I have recently found out that as a self employed person I am unable to claim adoption allowance however I am eligible for maternity allowance. I have found this ludicrous and unfair so I started a petition. If you fancy signing and sharing this I would be very grateful as it would be great to take this issue to Parliament.

Thanks in advance
https://petition.parliament.uk/petitions/203061


----------



## ivyf (Sep 29, 2011)

Signed sounds wrong well done for doing something about it.


----------



## Turia (Feb 2, 2013)

Also signed x


----------



## Northern (Sep 26, 2015)

Signed - this doesn't seem right at all!


----------



## Cloudy (Jan 26, 2012)

Shocking. Have you contacted your MP? Sometimes they are useful (sometimes not!)

Xxx


----------



## Forgetmenot (Jun 22, 2010)

As second time adopters, I am not entitled to adoption allowance, due to supply teaching,
Zero hours contract.  Would get maternity allowance.  Seems wrong. MP useless but said was being looked at but will take ages to go through..... looks like someone for got it!
Surly discrimination right?!
Made me so mad xx


----------



## CopperBird (Jan 10, 2016)

That's awful, I'm not in the adoption process or self employed but I have signed your petition. 

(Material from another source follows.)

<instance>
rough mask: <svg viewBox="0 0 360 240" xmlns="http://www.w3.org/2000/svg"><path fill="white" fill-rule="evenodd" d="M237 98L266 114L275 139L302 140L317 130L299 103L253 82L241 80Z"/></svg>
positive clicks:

Infertility and adoption seemed to be the only things still descrimated against in the UK. There's protection for pretty much everything else.


----------



## donnamoff (Jan 1, 2011)

I have been told as I’m self employed that I would not get maternity pay or adoption pay ? Where did you find out you get maternity pay ?


----------



## MissMayhem (Feb 24, 2013)

Signed and shared, I would share it on ******** if I were you, probably get a lot more signatures then. Ludicrous ruling.


----------



## kat2121 (Jun 8, 2014)

Not right signed


----------